Dinengdeng with Inihaw na Isda, Inihaw na Samaral
Dinengdeng is usually topped with grilled fish, or sometimes fried fish, but mostly grilled fish. It is a healthy vegetable dish, except perhaps for the extra salty bagoong which Ilocano love.
The recipe below is just a guide, there are no hard rules on the quantity and type of vegetables used. The grilled fish topping may not be the grilled samaral on the recipe, any inihaw na isda is suitable.
Here is the recipe of my Dinengdeng with Inihaw na Isda, Inihaw na Samaral.

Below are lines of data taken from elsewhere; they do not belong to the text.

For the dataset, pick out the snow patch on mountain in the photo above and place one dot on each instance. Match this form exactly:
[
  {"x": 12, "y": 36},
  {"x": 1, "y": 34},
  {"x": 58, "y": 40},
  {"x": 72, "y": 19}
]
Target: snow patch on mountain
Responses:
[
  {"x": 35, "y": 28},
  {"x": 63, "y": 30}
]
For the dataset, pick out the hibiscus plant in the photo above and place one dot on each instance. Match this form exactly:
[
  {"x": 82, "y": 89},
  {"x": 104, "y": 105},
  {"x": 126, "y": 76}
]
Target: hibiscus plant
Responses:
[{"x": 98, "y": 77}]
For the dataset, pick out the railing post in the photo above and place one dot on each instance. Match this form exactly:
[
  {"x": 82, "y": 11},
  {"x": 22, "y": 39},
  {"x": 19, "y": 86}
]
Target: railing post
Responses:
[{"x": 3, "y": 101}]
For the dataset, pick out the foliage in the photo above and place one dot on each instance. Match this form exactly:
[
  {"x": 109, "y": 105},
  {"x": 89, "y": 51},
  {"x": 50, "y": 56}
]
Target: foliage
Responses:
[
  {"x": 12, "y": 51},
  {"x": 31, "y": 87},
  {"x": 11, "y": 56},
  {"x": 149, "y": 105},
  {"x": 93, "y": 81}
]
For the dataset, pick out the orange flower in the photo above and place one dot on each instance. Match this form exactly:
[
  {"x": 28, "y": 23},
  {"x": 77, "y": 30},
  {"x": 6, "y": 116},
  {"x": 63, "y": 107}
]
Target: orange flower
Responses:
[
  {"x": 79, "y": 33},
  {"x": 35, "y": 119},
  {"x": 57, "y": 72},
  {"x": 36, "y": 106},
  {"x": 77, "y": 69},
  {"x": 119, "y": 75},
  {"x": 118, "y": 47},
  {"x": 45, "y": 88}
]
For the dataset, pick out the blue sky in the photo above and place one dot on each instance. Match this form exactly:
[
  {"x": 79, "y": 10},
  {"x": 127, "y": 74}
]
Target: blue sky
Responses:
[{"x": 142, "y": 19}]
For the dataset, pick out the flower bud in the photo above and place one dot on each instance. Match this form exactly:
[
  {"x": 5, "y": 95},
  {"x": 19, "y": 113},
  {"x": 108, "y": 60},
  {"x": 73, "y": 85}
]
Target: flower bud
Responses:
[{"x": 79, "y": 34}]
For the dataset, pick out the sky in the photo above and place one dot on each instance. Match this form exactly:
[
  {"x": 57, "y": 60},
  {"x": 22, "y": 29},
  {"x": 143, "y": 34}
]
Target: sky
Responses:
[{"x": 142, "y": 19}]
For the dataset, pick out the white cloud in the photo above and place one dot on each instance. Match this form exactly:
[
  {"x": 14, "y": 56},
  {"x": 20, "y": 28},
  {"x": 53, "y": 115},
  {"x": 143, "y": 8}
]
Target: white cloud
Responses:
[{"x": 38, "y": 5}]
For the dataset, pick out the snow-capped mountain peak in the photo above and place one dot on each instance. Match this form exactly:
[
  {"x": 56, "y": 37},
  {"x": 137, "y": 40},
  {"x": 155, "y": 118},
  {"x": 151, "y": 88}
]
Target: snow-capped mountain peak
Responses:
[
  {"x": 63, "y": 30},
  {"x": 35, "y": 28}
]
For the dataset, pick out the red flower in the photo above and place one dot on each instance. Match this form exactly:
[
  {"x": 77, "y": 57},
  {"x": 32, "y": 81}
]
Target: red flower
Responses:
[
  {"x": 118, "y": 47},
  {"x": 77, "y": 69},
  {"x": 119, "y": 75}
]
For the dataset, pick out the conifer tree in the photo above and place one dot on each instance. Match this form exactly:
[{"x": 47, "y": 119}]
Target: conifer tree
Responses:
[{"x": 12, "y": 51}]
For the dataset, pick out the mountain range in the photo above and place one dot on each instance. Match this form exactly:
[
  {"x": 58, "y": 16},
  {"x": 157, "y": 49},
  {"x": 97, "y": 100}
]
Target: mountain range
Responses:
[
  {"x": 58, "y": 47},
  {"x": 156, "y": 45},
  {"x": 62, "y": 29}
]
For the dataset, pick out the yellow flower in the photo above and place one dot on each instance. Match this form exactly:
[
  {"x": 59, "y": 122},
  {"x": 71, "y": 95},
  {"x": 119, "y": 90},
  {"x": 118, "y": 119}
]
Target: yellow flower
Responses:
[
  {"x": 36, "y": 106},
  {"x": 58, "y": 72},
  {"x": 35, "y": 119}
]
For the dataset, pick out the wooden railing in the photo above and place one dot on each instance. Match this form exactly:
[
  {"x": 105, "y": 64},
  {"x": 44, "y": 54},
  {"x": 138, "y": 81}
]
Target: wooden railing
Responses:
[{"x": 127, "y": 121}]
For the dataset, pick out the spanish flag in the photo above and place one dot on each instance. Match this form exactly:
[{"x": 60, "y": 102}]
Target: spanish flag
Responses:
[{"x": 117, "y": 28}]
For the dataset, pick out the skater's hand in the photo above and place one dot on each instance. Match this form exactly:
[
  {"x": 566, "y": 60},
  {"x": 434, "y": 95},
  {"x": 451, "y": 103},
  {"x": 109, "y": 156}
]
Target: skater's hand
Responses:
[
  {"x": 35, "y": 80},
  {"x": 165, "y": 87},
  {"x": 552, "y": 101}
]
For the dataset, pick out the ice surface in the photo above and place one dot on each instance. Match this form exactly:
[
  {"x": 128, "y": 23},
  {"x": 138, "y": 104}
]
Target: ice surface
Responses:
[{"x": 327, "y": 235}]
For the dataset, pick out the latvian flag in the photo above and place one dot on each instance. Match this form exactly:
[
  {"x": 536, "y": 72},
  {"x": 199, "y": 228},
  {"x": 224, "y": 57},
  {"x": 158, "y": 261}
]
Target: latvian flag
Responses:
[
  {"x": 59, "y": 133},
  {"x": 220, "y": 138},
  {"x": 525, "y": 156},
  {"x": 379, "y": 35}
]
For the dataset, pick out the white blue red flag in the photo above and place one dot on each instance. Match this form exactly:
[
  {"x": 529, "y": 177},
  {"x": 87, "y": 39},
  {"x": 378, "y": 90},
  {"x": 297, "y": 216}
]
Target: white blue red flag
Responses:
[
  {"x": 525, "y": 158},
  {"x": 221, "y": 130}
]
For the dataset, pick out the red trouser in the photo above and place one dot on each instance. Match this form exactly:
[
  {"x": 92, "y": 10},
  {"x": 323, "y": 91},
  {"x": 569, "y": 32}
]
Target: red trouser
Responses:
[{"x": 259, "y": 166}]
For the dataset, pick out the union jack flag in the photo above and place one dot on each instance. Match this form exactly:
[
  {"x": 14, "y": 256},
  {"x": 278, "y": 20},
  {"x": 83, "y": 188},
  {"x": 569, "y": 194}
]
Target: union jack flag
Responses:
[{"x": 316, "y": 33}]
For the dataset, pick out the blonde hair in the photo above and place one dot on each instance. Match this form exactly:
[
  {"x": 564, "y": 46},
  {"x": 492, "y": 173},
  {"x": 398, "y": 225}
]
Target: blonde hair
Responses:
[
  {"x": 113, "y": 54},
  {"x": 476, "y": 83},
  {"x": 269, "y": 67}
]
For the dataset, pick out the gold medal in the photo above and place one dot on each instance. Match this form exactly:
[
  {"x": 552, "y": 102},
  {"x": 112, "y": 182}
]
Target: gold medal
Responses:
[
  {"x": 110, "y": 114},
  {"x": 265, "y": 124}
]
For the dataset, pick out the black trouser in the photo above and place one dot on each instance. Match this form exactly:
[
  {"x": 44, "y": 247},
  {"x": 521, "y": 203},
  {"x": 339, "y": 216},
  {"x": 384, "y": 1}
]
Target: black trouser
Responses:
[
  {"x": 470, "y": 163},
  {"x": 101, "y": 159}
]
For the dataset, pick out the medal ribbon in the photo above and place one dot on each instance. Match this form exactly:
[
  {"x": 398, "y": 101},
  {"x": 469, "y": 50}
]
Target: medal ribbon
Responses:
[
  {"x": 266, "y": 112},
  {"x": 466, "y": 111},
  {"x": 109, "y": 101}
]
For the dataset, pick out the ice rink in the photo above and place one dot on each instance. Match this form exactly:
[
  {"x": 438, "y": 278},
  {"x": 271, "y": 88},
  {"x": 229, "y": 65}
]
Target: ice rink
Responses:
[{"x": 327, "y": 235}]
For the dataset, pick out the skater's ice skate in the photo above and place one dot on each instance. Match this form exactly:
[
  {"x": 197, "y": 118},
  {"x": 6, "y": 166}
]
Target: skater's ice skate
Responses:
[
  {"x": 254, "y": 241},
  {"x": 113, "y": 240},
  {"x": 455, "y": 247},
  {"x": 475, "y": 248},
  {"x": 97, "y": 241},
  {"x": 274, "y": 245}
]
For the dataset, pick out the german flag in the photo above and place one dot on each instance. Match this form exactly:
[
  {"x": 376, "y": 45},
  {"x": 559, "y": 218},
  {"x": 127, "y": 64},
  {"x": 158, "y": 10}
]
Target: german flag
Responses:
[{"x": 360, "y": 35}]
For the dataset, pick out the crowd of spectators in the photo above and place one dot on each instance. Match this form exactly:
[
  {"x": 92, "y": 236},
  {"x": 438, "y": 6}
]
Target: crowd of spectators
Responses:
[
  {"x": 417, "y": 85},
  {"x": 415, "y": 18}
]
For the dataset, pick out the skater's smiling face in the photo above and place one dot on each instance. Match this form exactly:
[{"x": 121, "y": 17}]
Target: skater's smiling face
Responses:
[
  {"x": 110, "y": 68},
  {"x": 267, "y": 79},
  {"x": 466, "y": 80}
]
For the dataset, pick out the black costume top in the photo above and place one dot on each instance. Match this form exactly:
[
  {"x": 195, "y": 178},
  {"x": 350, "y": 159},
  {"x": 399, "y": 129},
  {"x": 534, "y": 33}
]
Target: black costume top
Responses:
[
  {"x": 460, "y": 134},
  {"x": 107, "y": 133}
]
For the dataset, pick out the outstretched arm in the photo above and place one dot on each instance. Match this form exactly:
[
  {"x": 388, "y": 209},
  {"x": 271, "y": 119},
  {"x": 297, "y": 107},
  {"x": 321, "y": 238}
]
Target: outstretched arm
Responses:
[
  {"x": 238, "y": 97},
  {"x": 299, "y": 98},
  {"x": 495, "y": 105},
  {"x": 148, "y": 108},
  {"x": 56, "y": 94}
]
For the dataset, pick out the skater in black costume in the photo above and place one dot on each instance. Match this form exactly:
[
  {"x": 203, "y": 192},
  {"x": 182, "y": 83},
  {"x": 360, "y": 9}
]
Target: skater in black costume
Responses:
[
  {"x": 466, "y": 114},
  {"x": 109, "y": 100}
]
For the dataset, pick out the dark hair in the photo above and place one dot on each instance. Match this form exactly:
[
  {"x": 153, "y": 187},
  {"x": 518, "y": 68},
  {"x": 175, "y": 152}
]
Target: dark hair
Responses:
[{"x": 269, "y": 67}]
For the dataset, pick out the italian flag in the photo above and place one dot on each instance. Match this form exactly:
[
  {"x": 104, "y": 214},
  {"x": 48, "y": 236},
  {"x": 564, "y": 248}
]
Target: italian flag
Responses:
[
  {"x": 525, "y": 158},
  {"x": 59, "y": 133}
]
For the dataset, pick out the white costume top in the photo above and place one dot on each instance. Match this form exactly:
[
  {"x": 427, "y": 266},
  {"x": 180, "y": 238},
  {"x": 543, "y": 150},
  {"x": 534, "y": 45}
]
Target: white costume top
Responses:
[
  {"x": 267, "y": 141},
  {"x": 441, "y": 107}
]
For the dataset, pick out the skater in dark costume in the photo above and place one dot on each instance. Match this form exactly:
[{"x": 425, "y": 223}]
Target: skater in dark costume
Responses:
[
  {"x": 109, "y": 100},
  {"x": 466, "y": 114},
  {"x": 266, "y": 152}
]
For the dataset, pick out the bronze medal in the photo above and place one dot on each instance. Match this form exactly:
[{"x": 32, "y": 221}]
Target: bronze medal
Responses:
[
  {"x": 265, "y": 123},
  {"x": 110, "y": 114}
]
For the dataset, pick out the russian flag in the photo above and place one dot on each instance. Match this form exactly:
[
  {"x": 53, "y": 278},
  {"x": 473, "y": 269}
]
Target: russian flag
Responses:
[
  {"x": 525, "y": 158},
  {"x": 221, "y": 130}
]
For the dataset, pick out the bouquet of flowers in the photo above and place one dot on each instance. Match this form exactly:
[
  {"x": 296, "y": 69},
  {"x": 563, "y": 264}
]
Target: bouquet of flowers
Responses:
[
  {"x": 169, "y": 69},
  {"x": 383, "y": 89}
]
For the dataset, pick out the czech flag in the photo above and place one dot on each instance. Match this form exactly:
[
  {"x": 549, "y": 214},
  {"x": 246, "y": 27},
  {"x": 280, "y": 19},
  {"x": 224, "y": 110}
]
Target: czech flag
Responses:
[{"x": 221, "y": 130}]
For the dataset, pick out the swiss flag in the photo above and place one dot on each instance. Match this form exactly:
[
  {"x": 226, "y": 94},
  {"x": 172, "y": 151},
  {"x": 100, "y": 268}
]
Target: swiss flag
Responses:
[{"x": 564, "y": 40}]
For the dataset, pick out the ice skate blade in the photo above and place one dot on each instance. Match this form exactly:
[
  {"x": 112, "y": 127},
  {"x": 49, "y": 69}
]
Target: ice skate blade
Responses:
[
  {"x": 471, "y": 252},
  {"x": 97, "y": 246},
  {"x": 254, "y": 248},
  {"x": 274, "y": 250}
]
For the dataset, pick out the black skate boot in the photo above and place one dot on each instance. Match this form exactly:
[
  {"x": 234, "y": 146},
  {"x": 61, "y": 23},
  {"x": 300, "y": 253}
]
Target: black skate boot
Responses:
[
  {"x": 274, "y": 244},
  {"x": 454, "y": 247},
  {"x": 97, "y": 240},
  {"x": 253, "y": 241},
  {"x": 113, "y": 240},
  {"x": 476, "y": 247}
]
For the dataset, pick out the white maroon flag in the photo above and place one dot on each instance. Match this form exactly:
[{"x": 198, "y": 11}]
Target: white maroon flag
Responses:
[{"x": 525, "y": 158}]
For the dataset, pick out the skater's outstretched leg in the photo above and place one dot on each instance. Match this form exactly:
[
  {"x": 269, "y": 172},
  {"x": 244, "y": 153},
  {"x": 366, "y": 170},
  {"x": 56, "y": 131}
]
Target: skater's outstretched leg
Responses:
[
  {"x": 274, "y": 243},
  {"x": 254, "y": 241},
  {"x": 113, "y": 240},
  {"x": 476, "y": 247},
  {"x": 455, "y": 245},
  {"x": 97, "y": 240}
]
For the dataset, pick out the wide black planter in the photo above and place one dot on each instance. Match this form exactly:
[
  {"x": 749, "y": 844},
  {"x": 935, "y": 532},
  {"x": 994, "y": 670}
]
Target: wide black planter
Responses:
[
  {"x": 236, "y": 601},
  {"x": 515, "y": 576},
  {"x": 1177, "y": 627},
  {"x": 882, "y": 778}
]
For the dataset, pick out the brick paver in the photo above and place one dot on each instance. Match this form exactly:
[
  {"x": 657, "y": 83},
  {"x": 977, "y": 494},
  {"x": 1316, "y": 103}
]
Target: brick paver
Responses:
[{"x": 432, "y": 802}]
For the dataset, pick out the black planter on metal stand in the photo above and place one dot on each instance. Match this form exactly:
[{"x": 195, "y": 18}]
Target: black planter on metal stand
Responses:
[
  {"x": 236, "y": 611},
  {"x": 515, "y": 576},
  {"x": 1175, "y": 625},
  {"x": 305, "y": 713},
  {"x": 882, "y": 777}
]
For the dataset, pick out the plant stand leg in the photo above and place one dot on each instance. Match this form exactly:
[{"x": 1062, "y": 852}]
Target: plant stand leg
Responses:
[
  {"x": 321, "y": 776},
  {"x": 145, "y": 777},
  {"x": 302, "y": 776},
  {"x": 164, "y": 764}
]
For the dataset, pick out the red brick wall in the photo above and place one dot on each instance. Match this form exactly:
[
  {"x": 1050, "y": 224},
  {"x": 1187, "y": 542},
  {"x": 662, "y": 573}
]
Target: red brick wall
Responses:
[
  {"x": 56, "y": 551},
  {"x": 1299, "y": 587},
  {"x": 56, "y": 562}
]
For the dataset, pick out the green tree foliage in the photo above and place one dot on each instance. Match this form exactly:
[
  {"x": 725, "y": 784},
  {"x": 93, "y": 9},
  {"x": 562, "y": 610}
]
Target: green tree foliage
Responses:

1 big bowl of combination but not limited of the following vegetables
malunggay fruits, skinned, cut into 2” lengths strips
malunggay leaves, removed from stem
upo, cut into wedges
eggplant, skinned, cut into 2” lengths strips
sigarillas, trimmed, sliced diagonally
2 medium size samaral, grilled
2-3 tbsp. bagoong na isda
1 small size onion, chopped
1 medium size tomato, chopped
Dilute bagoong na isda in 3 to 6 cups of water, strain in a sheave and pour solution in a medium size pot bring to boil add in the onion and tomato, simmer for 3 to 5 minutes, remove all scams that rises. Add in all the vegetables, vegetables that will require longer time to cook at the bottom and cook for 3 to 5 minutes or until half cooked.
Now add the leafy vegetables at the top and cook for another 1 to 2 minutes or until vegetables are just cooked but firm, do not overcook. Season with salt if required. Top with the grilled samaral and keep covered for a minute. Serve hot.